C'est une préoccupation générale. Mais en Papouasie là-bas, les hôpitaux semblaient se lancer mutuellement lorsqu'on lui demande qui devrait être responsable.
ar Yowari, Maryen Braweri, directrice de l’hôpital, a déclaré que lorsque le patient devait subir une chirurgie césarienne, il n’y avait pas de obstétricienne dans l’hôpital parce qu’il se trouvait à l’extérieur de Jayapura.
angkara Jayapura, le chef de l’hôpital Bhayangkara, le commissaire par intérim, Rommy Sebastian, a déclaré que son parti avait effectué des procédures dans les récepteurs des patients. D’autre part, son parti ne pouvait pas grand-chose parce que le espace pour les patients de troisième année du BPJS était limité.
inapouasie. Le gouverneur papouasie Mathius Fakhiri déplore les événements vécus par Irene. Il a souligné que tous les hôpitaux et centres de santé situés dans neuf régences/villes de Papouasie ne devraient pas rejeter les patients pour aucune raison.

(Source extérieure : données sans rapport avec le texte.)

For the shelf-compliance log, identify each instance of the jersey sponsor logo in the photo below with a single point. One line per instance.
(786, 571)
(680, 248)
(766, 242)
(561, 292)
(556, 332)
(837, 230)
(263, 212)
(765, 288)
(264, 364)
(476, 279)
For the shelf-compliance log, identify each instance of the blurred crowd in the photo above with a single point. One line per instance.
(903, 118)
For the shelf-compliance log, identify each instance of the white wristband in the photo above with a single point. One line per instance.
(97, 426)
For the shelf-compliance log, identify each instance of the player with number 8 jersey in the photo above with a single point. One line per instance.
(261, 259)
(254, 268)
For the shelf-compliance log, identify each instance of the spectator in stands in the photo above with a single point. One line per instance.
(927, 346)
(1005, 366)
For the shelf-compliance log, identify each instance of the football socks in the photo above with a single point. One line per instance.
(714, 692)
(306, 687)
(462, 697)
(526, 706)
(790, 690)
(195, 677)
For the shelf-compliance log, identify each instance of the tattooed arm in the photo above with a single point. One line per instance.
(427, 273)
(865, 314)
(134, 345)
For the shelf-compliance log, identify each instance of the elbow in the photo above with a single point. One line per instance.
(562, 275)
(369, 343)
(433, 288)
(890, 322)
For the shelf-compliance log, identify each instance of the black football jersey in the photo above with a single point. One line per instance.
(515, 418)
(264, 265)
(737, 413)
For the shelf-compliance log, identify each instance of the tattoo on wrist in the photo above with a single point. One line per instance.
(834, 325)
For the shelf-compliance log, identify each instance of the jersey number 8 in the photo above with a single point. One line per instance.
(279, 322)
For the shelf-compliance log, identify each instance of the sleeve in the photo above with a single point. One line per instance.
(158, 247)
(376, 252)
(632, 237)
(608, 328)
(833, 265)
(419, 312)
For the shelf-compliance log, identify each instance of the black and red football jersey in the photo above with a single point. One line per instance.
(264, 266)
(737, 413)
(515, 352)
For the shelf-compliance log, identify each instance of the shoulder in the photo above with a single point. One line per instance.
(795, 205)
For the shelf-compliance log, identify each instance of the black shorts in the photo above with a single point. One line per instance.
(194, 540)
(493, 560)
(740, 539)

al Al Jazeera rappelle : « Encore une fois, je rappelle à tous les hôpitaux, aux centres de santé et au personnel médical qu’il est interdit de rejeter les patients pour quelque raison que ce soit, y compris dans les cas d’urgence », a-t-il déclaré.
Dicky Budiman, spécialiste en santé, manquait de paroles sur l’incident qui s’est produit avec Irene Sokoy en Papouasie. Dicky, qui est activement entré en Papouasie en 2004 pour renforcer le développement de la santé, estime que les services de santé devraient être meilleurs là-bas.
rénal : « C’est une défaillance systématique qui entraîne la mort des mères et du bébé qui est très susceptible d’être évité. Donc, quand nous parlons de qui peut subvenir, améliorer cela, oui surtout du niveau central, puis de la province, et du district ou de la ville », a déclaré le professeur de politique de santé à l’Université Griffith d’Australie.
g (BH) de Papouasie a également condamné la tragédie vécue par Irene Sokoy. Ils considèrent cet incident comme une grave violation des droits de l’homme et une panne systémique des services de santé en Papouasie.
us Ngoranmele, directeur de LBH Papouasie, a déclaré que cette tragédie n’était pas seulement une négligence opérationnelle, mais aussi une preuve de l’échec du système provincial des services de santé pour protéger les vies des personnes les plus vulnérables.
al Al Jazeera a déclaré : « La mort d’Irene Sokoy et de son bébé est une violation grave du droit à la vie garanti par la constitution. Cela montre également que le mandat d’autonomie spéciale (Otsus) de Papouasie ne sont que de mots vus », a déclaré tegasus.
LBH Papouasie a également souligné l’échec de la mise en œuvre de la Loi spéciale sur l’autonomie de Papouasie qui autorise le gouvernement provincial à réglementer de manière indépendante les services de santé, en particulier pour les zones difficiles à atteindre.
durus n’a pas été utilisé de manière optimale, les systèmes construits ne fonctionnent pas et les personnes qui en ont le plus besoin sont endeuillées », a déclaré kesus.
an a été une ironie dans le fait que la Papouasie reçoive un flux de fonds otsus jusqu’à des milliards de roupies. Citant plusieurs sources, le total des fonds otsus de Papouasie en 2025 est de plus de 6,69 billions de roupies, mais l’allocation pour la province de Papouasie elle-même est d’environ 899,3 milliards de roupies, qui se compose de fonds publics, de fonds qui ont été déterminés pour leur utilisation et de fonds supplémentaires d’infrastructures.
. Le fonds a connu une réduction d’environ 19 milliards de roupies par rapport à l’année précédente. Le fonds otsus est alloué à des programmes prioritaires tels que l’éducation, la santé, les infrastructures et l’autonomisation de l’économie indigène de Papouasie.